Sometimes I feel like everyone else was handed a copy of the rules for life and mine got lost.
Grace has Asperger's and her own way of looking at the world. She's got a horse and a best friend who understand her, and that's pretty much all she needs. But when Grace kisses Gabe and things start to change at home, the world doesn't make much sense to her any more.
Suddenly everything threatens to fall apart, and it's up to Grace to fix it on her own.
Grace has had to learn on her feet, struggling through life and its ever-changing rules, when her autism means she sees and is affected by things very differently. She also can't pick up social cues, which is a typical autistic trait, so when things happened (like her mum's sudden need to have a life outside of home, her little sister acting weird with her best friend), they seemed to happen with no warning and Grace struggled to deal with it.

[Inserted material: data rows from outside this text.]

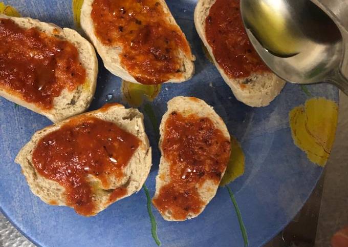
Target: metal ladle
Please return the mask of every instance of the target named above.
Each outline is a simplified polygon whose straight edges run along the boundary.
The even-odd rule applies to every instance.
[[[348,95],[346,20],[310,0],[241,0],[241,11],[251,42],[278,76],[329,83]]]

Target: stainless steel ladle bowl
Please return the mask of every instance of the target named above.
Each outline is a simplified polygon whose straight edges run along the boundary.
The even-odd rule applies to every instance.
[[[251,43],[276,74],[293,83],[329,83],[348,95],[345,20],[310,0],[241,0],[241,10]]]

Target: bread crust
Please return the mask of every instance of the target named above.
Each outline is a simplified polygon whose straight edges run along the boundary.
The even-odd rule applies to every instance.
[[[123,177],[110,178],[107,188],[103,187],[98,177],[92,175],[89,181],[94,186],[98,184],[98,190],[93,195],[96,204],[96,214],[112,203],[109,201],[110,195],[114,189],[120,187],[127,188],[127,194],[118,199],[127,197],[139,191],[145,182],[151,165],[151,150],[145,132],[143,116],[137,109],[125,109],[121,105],[113,105],[106,111],[96,110],[73,117],[43,129],[35,133],[31,139],[20,150],[15,162],[20,165],[23,173],[34,194],[40,197],[45,202],[50,204],[67,205],[64,195],[65,189],[58,182],[41,176],[35,170],[32,162],[33,152],[41,138],[49,133],[59,129],[70,120],[80,116],[89,116],[113,122],[119,128],[137,136],[141,143],[124,168]]]
[[[163,115],[160,126],[161,137],[159,146],[162,155],[160,161],[158,174],[156,177],[156,192],[154,196],[154,199],[157,198],[159,196],[161,188],[169,182],[171,180],[169,175],[170,163],[163,155],[163,150],[162,148],[162,143],[163,140],[166,121],[173,111],[179,112],[184,116],[194,114],[199,117],[207,117],[212,121],[217,129],[221,131],[227,139],[229,140],[231,139],[227,128],[222,118],[216,114],[212,107],[207,104],[203,100],[197,98],[183,96],[176,97],[169,100],[168,102],[168,110]],[[223,177],[225,171],[226,169],[221,174],[221,179]],[[202,187],[198,188],[201,199],[205,203],[205,205],[202,208],[199,213],[197,214],[191,213],[188,215],[186,219],[190,219],[200,214],[203,211],[205,207],[215,196],[218,187],[219,183],[216,184],[212,180],[207,180]],[[178,220],[171,217],[170,213],[168,211],[163,212],[163,213],[160,212],[160,213],[165,220],[182,221]]]
[[[205,35],[205,19],[216,0],[199,0],[194,9],[194,25],[199,36],[211,56],[214,64],[236,98],[251,107],[268,106],[280,92],[285,81],[273,73],[253,73],[246,78],[231,78],[216,62],[212,48]],[[248,84],[244,83],[248,81]],[[242,86],[242,85],[243,85]]]
[[[92,5],[94,1],[94,0],[84,0],[83,2],[81,9],[81,26],[82,29],[86,33],[90,40],[94,45],[98,53],[103,60],[104,66],[109,71],[124,80],[140,84],[121,64],[119,54],[122,52],[122,48],[105,46],[96,37],[94,32],[93,21],[91,17],[92,10]],[[158,0],[158,2],[161,3],[161,6],[163,7],[165,13],[168,14],[168,20],[170,23],[177,25],[180,28],[171,15],[165,2],[164,0]],[[180,56],[182,59],[182,68],[184,70],[184,71],[181,72],[183,75],[183,77],[180,78],[173,78],[164,83],[182,83],[190,79],[193,76],[194,73],[194,64],[193,63],[193,61],[195,59],[194,56],[191,54],[191,57],[189,57],[185,54],[183,51],[181,51]]]
[[[54,122],[80,114],[90,106],[93,98],[97,84],[98,60],[92,45],[77,32],[70,28],[61,28],[52,23],[40,22],[29,17],[15,17],[0,14],[0,18],[11,19],[23,28],[37,28],[46,34],[71,42],[77,49],[79,58],[86,70],[85,83],[75,90],[70,92],[63,89],[60,95],[53,100],[53,107],[49,110],[41,109],[35,104],[29,103],[0,87],[0,96],[44,115]]]

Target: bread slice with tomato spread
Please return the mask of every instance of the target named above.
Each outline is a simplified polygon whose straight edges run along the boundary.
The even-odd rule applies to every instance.
[[[51,23],[4,15],[0,20],[2,48],[7,46],[0,51],[0,96],[53,122],[85,111],[98,74],[92,45],[76,31]]]
[[[216,11],[215,13],[219,16],[219,19],[216,19],[216,16],[212,16],[210,13],[212,7],[215,4],[219,5],[214,6],[215,9],[218,8],[214,10]],[[231,88],[236,99],[251,107],[266,106],[279,94],[285,85],[285,81],[262,64],[263,63],[251,45],[247,44],[249,42],[240,17],[239,4],[239,1],[236,0],[199,0],[194,10],[194,24],[197,32],[212,58],[214,64],[224,80]],[[232,16],[233,14],[234,15]],[[225,22],[221,21],[222,18],[225,18]],[[212,25],[212,27],[209,27],[209,28],[215,29],[213,31],[217,31],[215,34],[217,38],[214,40],[213,37],[211,37],[210,43],[207,36],[207,25]],[[216,26],[214,27],[213,25]],[[227,28],[232,29],[231,27],[232,25],[235,27],[232,29],[234,33],[226,33],[228,32]],[[222,45],[226,46],[226,47],[222,48],[223,52],[216,50],[214,52],[212,45],[221,45],[217,40],[217,36],[222,37],[222,38],[225,38],[225,36],[228,36],[229,38],[235,38],[235,43],[229,44],[226,42],[228,40],[223,40],[221,42]],[[229,54],[230,50],[240,45],[242,51],[238,50],[235,54]],[[219,57],[216,57],[214,54]],[[225,55],[229,56],[230,59],[231,57],[238,57],[239,60],[234,61],[236,66],[240,67],[241,64],[243,65],[243,63],[250,63],[251,61],[256,64],[254,66],[252,64],[251,71],[246,71],[246,73],[244,73],[246,71],[238,71],[236,69],[233,73],[236,76],[234,76],[226,72],[226,68],[232,65],[228,64],[228,61],[224,63],[223,58],[226,58],[226,61],[228,58],[222,57],[222,59],[220,57]],[[248,56],[251,56],[251,58],[248,59]],[[258,70],[255,69],[256,66],[264,68]]]
[[[153,203],[166,220],[194,218],[215,196],[226,171],[231,152],[227,128],[203,100],[179,96],[168,102],[160,133]]]
[[[84,0],[81,26],[112,73],[134,83],[181,83],[195,59],[164,0]]]
[[[141,189],[151,148],[142,114],[112,104],[37,132],[15,162],[45,202],[90,216]]]

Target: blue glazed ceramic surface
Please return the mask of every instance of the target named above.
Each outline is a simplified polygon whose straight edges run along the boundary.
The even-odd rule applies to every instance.
[[[229,186],[234,194],[248,233],[249,244],[260,246],[279,232],[300,209],[320,176],[322,168],[311,163],[294,144],[288,114],[308,96],[299,86],[288,84],[271,104],[252,108],[237,101],[215,67],[205,57],[193,22],[195,1],[167,0],[167,4],[197,57],[190,80],[163,85],[150,103],[158,122],[166,102],[179,95],[202,98],[214,107],[246,155],[244,175]],[[71,3],[58,0],[9,0],[24,16],[73,27]],[[121,102],[121,80],[104,68],[100,72],[91,110],[109,102]],[[337,101],[331,86],[308,86],[313,96]],[[112,97],[109,95],[108,99]],[[146,131],[153,147],[153,165],[146,182],[155,192],[159,151],[154,129],[143,107]],[[51,124],[45,117],[0,98],[0,208],[25,235],[38,245],[51,246],[148,246],[156,244],[144,190],[110,206],[97,216],[85,218],[66,207],[46,204],[30,192],[14,159],[36,131]],[[198,218],[186,222],[164,221],[153,207],[163,246],[244,246],[236,211],[226,188]]]

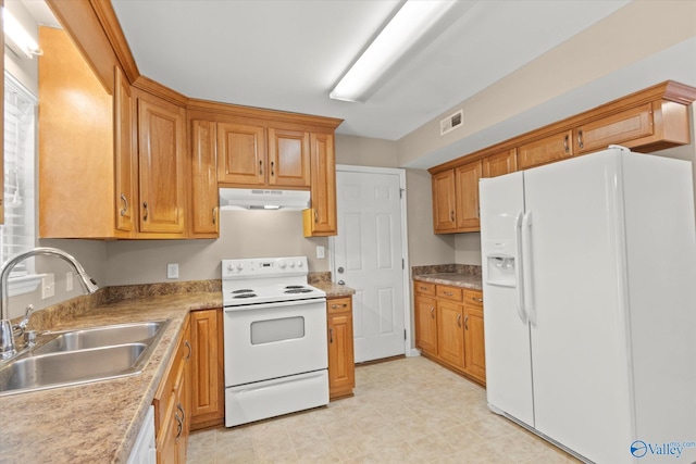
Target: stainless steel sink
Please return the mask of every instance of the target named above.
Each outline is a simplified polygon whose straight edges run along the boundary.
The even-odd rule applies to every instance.
[[[70,330],[0,364],[0,396],[138,374],[169,321]]]
[[[72,330],[59,335],[41,347],[35,348],[34,354],[142,342],[154,337],[163,324],[165,324],[165,321]]]

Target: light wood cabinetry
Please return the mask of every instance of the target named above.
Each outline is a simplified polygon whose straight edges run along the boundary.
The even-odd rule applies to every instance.
[[[144,91],[138,105],[138,231],[185,236],[186,110]]]
[[[191,230],[197,238],[220,236],[216,127],[211,121],[191,122]]]
[[[302,215],[304,237],[338,234],[336,214],[336,152],[332,134],[310,135],[311,205]]]
[[[154,439],[157,462],[185,463],[190,427],[190,373],[192,355],[189,319],[176,344],[176,351],[154,394]]]
[[[352,298],[326,300],[328,341],[328,397],[331,400],[352,396],[356,363],[352,340]]]
[[[472,163],[477,161],[483,163],[481,176],[495,177],[604,150],[610,145],[643,153],[686,145],[688,105],[694,100],[696,88],[668,80],[430,168],[435,234],[480,230],[477,217],[473,216],[477,211],[477,186],[453,187],[449,179],[452,171],[463,170],[458,184],[472,185]]]
[[[563,130],[518,147],[520,170],[551,163],[573,155],[573,131]]]
[[[481,291],[417,280],[413,292],[415,347],[424,356],[485,385]]]
[[[222,309],[190,313],[191,430],[225,419]]]

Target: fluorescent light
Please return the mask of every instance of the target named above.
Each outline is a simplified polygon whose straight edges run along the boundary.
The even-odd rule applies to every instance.
[[[2,9],[2,28],[5,36],[10,39],[8,46],[14,50],[17,54],[32,58],[35,54],[41,54],[39,45],[34,40],[34,37],[27,33],[20,22],[10,13],[7,8]]]
[[[335,100],[360,101],[374,80],[455,3],[451,0],[409,0],[403,3],[328,96]]]

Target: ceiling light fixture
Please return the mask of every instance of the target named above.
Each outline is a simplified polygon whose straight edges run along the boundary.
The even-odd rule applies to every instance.
[[[20,22],[7,8],[2,9],[2,28],[4,29],[5,37],[9,39],[7,41],[8,47],[17,53],[17,55],[30,59],[35,54],[42,54],[36,40],[22,27]]]
[[[408,0],[328,95],[361,101],[370,86],[439,20],[456,1]]]

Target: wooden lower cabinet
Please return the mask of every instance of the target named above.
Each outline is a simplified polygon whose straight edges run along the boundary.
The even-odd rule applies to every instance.
[[[191,430],[225,422],[222,309],[190,313]]]
[[[326,300],[330,400],[352,396],[356,362],[352,341],[352,298]]]
[[[472,380],[486,383],[483,298],[480,290],[413,283],[415,347]]]
[[[185,463],[190,427],[190,343],[189,319],[176,351],[154,394],[154,439],[157,462]]]

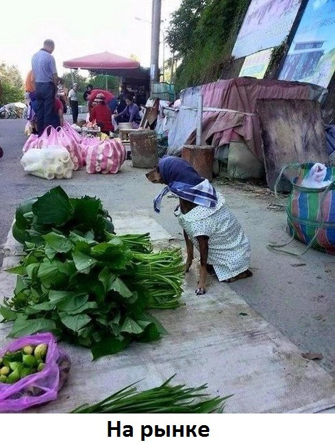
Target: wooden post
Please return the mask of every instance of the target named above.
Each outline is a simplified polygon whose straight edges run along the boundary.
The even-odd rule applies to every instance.
[[[198,111],[197,112],[197,136],[195,144],[199,147],[201,145],[202,134],[202,110],[203,110],[203,97],[202,94],[198,96]]]
[[[182,157],[195,168],[200,176],[212,181],[213,177],[214,147],[184,145]]]

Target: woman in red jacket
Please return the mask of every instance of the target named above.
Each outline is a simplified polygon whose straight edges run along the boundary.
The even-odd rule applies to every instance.
[[[99,93],[95,99],[96,105],[93,106],[90,113],[90,120],[95,120],[97,125],[100,127],[102,133],[109,134],[110,131],[114,131],[112,124],[112,112],[106,105],[105,95]]]

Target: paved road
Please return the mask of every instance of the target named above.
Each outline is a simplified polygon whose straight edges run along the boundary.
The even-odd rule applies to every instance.
[[[161,214],[154,214],[152,199],[160,186],[146,181],[145,170],[132,168],[131,161],[115,175],[88,175],[83,170],[75,172],[71,180],[48,181],[25,173],[20,164],[26,140],[25,124],[23,120],[0,120],[0,146],[4,150],[0,160],[0,248],[17,204],[58,184],[73,196],[99,196],[112,215],[113,212],[147,209],[173,237],[182,239],[173,212],[176,199],[164,198]],[[269,242],[288,240],[285,212],[269,207],[273,196],[264,190],[250,190],[219,181],[214,185],[226,196],[251,243],[253,277],[229,285],[301,352],[321,353],[324,358],[320,365],[335,376],[335,258],[316,251],[301,258],[270,251],[266,248]],[[299,242],[295,246],[299,251],[304,247]]]

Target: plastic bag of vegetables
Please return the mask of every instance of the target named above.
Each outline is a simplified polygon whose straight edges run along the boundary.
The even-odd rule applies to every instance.
[[[69,357],[50,333],[21,337],[0,351],[0,413],[20,411],[57,398]]]

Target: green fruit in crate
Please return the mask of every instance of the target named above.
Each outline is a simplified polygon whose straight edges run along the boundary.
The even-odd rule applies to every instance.
[[[32,355],[34,353],[34,348],[31,346],[30,344],[27,344],[22,348],[22,352],[23,354],[27,354],[27,355]]]
[[[46,344],[45,343],[40,343],[35,348],[35,351],[34,351],[34,355],[35,355],[35,357],[38,360],[40,359],[44,359],[44,357],[47,355],[47,349],[48,349],[47,344]]]
[[[10,372],[10,368],[9,366],[3,366],[0,369],[0,375],[8,375]]]
[[[23,368],[20,372],[20,378],[24,379],[24,377],[26,377],[27,375],[34,374],[36,372],[36,370],[34,368]]]
[[[10,368],[12,371],[16,371],[22,365],[21,361],[10,361]]]
[[[20,370],[16,369],[7,377],[6,383],[16,383],[20,380]]]
[[[34,355],[23,355],[22,361],[26,366],[29,368],[36,368],[38,365],[37,359]]]

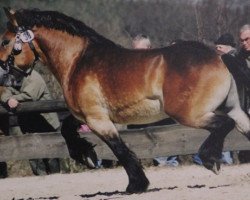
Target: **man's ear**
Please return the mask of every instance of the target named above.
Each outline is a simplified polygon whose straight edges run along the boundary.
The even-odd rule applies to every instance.
[[[17,21],[16,21],[16,17],[15,17],[15,10],[11,9],[10,7],[3,7],[5,15],[7,16],[7,18],[9,19],[10,23],[13,26],[18,26]]]

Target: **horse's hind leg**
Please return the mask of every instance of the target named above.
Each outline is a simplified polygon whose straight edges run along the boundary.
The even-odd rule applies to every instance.
[[[208,114],[209,119],[203,128],[210,131],[210,135],[201,145],[199,156],[203,165],[218,174],[220,170],[220,158],[223,150],[224,139],[234,128],[235,122],[227,115]]]
[[[95,168],[97,155],[94,151],[94,146],[84,138],[80,138],[77,132],[79,125],[80,122],[73,115],[69,115],[62,122],[62,136],[68,146],[71,158],[79,163],[86,164],[89,168]]]
[[[110,147],[128,174],[129,184],[126,191],[140,193],[146,191],[149,181],[143,168],[133,153],[120,138],[114,124],[109,120],[88,119],[88,125]]]

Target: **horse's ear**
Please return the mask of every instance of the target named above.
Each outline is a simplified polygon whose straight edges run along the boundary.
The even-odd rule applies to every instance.
[[[9,19],[10,23],[14,26],[18,26],[16,18],[15,18],[15,10],[11,9],[10,7],[3,7],[5,15]]]

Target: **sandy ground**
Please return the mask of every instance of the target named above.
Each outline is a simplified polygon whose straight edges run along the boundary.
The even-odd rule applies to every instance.
[[[150,167],[147,192],[128,195],[122,168],[75,174],[20,177],[0,180],[1,200],[250,200],[250,164],[222,166],[220,175],[203,167]]]

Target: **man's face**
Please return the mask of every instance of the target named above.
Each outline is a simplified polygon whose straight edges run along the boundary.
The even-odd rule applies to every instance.
[[[245,51],[250,52],[250,30],[243,31],[240,34],[240,43]]]
[[[228,53],[231,49],[232,49],[232,47],[229,45],[223,45],[223,44],[216,45],[216,50],[217,50],[219,55],[223,55],[225,53]]]

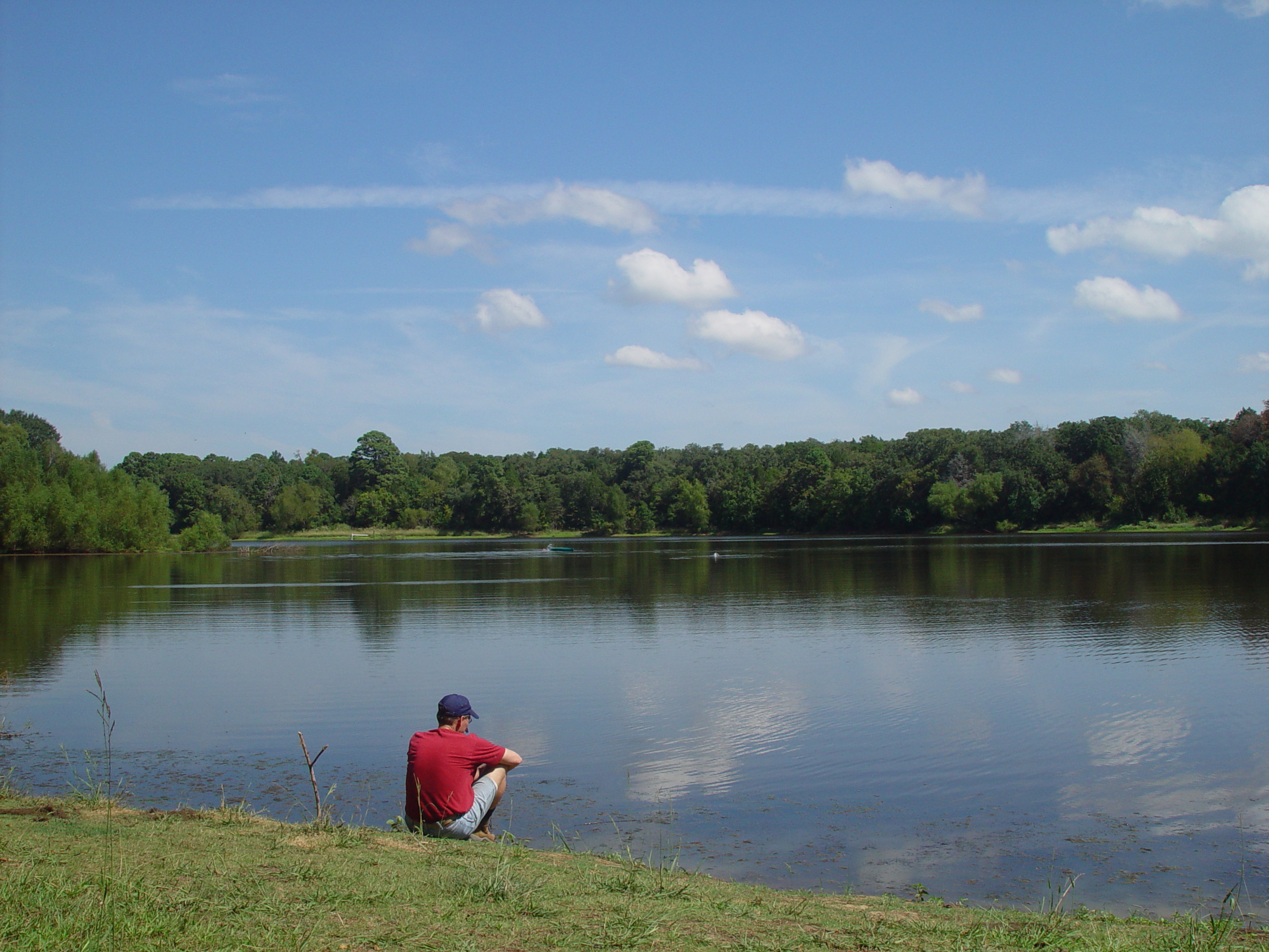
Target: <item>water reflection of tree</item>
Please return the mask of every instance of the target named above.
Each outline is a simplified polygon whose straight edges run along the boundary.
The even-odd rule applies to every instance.
[[[666,608],[708,623],[744,605],[777,619],[819,613],[830,627],[897,626],[923,641],[1006,637],[1038,646],[1061,631],[1090,644],[1161,647],[1218,628],[1269,652],[1269,547],[1249,538],[588,539],[572,555],[536,548],[454,541],[279,556],[10,557],[0,571],[0,670],[41,677],[67,638],[94,640],[123,618],[195,604],[232,605],[264,625],[297,612],[313,621],[352,616],[363,642],[378,649],[406,628],[471,609],[613,612],[627,637],[655,640]]]

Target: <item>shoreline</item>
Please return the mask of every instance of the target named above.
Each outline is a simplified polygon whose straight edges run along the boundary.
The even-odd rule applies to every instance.
[[[1062,534],[1137,534],[1150,533],[1195,533],[1195,532],[1266,532],[1269,527],[1255,524],[1200,524],[1200,523],[1134,523],[1128,526],[1104,527],[1094,523],[1070,523],[1058,526],[1046,526],[1037,529],[1019,529],[1016,532],[961,532],[948,528],[937,528],[928,532],[865,532],[865,533],[676,533],[676,532],[642,532],[642,533],[613,533],[610,536],[588,534],[581,529],[557,529],[552,532],[456,532],[445,533],[437,529],[393,529],[393,528],[365,528],[358,531],[352,527],[306,529],[303,532],[273,533],[249,532],[233,539],[235,543],[244,542],[354,542],[357,539],[376,541],[438,541],[438,539],[640,539],[640,538],[690,538],[690,539],[727,539],[727,538],[930,538],[930,537],[959,537],[959,538],[994,538],[1005,536],[1062,536]],[[349,538],[352,533],[357,539]]]
[[[1264,949],[1232,905],[1119,918],[775,890],[619,854],[0,791],[0,944],[305,949]],[[1066,896],[1068,899],[1068,896]]]

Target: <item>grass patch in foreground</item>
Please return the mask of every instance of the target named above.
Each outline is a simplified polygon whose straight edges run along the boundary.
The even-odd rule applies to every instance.
[[[103,857],[112,857],[109,868]],[[5,949],[1263,949],[1165,922],[786,892],[615,857],[0,800]]]

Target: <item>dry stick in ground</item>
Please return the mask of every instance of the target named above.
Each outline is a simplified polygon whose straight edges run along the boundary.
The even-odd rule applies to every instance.
[[[317,793],[317,774],[313,773],[313,764],[317,763],[317,757],[321,757],[322,754],[326,753],[326,748],[329,748],[330,744],[322,745],[322,749],[317,751],[317,757],[310,758],[308,757],[308,745],[305,744],[305,734],[303,734],[303,731],[296,731],[296,734],[299,735],[299,749],[305,751],[305,763],[308,764],[308,782],[313,784],[313,811],[315,811],[313,812],[313,819],[315,820],[320,820],[321,819],[321,795]]]

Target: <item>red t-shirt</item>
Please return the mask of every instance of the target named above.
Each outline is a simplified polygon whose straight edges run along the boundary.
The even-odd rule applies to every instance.
[[[415,823],[435,823],[466,814],[476,795],[472,782],[480,767],[497,767],[506,748],[475,734],[419,731],[410,737],[405,768],[405,815]]]

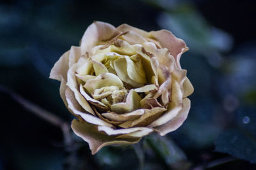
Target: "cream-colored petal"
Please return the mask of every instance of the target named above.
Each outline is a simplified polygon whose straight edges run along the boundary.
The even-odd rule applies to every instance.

Personally, I think this was very apt; from my experience dating someone with autism, they don't think about anyone outside their little bubble - my fiancé once explained it to me that once I'm not in the vicinity of him anymore, it's as if I cease to exist, he just doesn't think about me (that was years ago, so I'm not longer insulted!).
Grace was such an amazing character - she was used to being defined by her autism and just desperately wanted to fit in, to be ignored by the mean girls that tease her. She also had an incredible friendship with Anna, who used to her quirks and knew not to push her. Anna was a calming and steady influence when everything else seemed to be falling around her, and for that Grace was very grateful.
Now, the romance. I really liked them, it was real and endearing. Gabe was her first crush, it's adorable and new, but he just seemed a bit meh. Maybe because they were all 15 and nothing happened to them yet... But it was sweet and a little bit funny to see how Grace dealt with having someone new in her life.
I had a lovely chat with Rachael at YALC about communicating with autistic people, as I've had 10 years with one of them and I'm still learning! What I loved and especially appreciated about this story, and I told Rachael this, was how realistic the autistic voice seemed to me. This is exactly how my fiancé acted when we were teenagers, still does a bit now, and having a protagonist with autism will explain the spectrum to a much larger audience.
Published 6th April 2017 by Macmillan Children's.